You get what I mean, right? You never, ever see something. Then you start looking for it. And suddenly you see it everywhere.

I just tried googling “What you focus on expands” to see who to credit with the quote. It’s attributed to an endless list of thinkers. It has just become one of the universally acknowledged principles in life: We will find more and more of the things we spend our time looking for.

Universally acknowledged, but still worth reminder after reminder.

What are you focusing on too much? What are you not focusing on enough?

And how does that apply to your People? Your relationships? Your community?

Like your significant other, your sibling, your co-worker. What do you think about them these days? The more you think it, the more you see it–right?

Maybe you know me. I’m a really kind person. Every day, you can see me speaking thoughtfully–to someone or about someone. In fact, the more you think about it, the more amazing it is how attentive I am to other people and their needs. Every day that you try to see if I’m a kind person, you will see proof. Pretty soon, if you stare at it every day, you’ll realize I am the kindest person in the world. I’m also a really sensitive person. Every day, you can see me getting my feelings a little hurt or misinterpreting a word or a look. In fact, the more you think about it, the more shocking it is how anxious I am that people mean to hurt me and take advantage of me. Every day that you try to see if I’m a sensitive, fragile-hearted person, you will see proof. Pretty soon, if you stare at it every day, you’ll realize I am the most over-sensitive person in the world. . . . . . Do you get it? I have a thousand different Peter-things for you to know me by. “Good” ones and “bad” ones, “fun” and “hard” ones, “happy” and “sad” ones, “normal” and “weird” ones. And what you think of me, what you expect from me, what you “know” about me has a lot to do with which parts of me you choose to look at the most.

What parts of your People are you looking at the most?

What parts of your People are you forgetting to look at?

If it ever seems like you know the MOST [insert-any-characteristic] people in the world–the MOST frustrating, the MOST toxic, the MOST obnoxious, or even the MOST loving, or the MOST fun–it may have less to do with this unique set of unusually extreme people the world specially assigned you, and more to do with your focus.
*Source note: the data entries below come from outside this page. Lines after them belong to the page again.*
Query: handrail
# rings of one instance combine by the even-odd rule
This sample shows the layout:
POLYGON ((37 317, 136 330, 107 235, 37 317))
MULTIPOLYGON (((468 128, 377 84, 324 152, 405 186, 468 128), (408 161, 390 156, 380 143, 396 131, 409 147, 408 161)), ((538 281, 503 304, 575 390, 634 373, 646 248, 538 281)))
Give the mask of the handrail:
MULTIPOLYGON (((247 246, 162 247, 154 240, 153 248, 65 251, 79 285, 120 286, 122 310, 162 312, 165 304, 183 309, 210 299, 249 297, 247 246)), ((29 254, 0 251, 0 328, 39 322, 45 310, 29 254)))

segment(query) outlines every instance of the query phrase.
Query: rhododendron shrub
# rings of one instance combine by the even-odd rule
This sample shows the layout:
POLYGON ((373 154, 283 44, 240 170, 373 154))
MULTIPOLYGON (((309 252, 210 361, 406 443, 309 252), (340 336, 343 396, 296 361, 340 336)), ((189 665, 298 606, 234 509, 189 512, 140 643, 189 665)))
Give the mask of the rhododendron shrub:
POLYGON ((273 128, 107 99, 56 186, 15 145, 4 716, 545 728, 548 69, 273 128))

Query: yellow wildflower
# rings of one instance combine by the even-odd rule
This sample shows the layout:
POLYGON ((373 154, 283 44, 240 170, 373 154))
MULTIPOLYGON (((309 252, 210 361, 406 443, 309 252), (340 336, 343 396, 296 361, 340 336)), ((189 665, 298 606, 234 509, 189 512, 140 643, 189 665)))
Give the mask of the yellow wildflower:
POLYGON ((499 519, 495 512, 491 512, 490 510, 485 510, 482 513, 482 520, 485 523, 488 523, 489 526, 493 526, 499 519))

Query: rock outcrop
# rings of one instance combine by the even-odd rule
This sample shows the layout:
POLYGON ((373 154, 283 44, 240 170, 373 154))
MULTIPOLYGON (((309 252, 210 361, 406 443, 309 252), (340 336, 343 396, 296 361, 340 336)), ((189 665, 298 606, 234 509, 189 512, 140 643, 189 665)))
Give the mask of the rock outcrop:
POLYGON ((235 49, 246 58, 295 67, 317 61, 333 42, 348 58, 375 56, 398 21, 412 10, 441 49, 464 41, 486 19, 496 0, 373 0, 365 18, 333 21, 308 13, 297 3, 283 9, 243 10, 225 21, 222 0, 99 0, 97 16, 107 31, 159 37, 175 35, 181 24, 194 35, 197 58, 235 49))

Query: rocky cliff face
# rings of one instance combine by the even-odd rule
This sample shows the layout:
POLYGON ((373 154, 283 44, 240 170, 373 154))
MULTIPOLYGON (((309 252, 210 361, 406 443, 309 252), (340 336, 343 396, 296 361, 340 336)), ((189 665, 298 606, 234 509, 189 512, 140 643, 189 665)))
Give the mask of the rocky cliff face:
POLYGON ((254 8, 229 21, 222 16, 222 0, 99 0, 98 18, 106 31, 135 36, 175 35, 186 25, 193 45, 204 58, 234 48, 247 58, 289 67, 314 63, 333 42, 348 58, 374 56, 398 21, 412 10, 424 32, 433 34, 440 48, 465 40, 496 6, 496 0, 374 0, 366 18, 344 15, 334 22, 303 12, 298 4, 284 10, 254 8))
Because of your focus, they are the “MOST” to you.

Some people really are especially kind. Some people really are especially sensitive.

Some people who have been frustrating you these days are actually really amazing people with really healthy roles to play in your life. Some aren’t.

Some people who have been wowing and attracting and filling your tank these days really are people that you’ll be healthier letting go. Some aren’t.

But two things are for sure: If you decide to focus on someone’s “good,” you will not miss out on knowing a beautiful soul. And if you decide to focus on someone’s “bad,” a beautiful soul will look ugly and dangerous and scary to you.

What you focus on expands.

In all the world of living things, you and I are uniquely developed to see the bad. Your amygdala is why you’ve made it this far. Your amygdala also has the capacity to destroy your relationships and ruin every good thing you’ve ever had. . . . if you forget to look for the good things.

So today, scrub off your lenses a little. Your People–what normal-things of theirs have you been obsessing over and looking for until it’s all you see about them? Can you look at some of their other things today, too? The whole them? What beautiful things have been hiding behind the fog?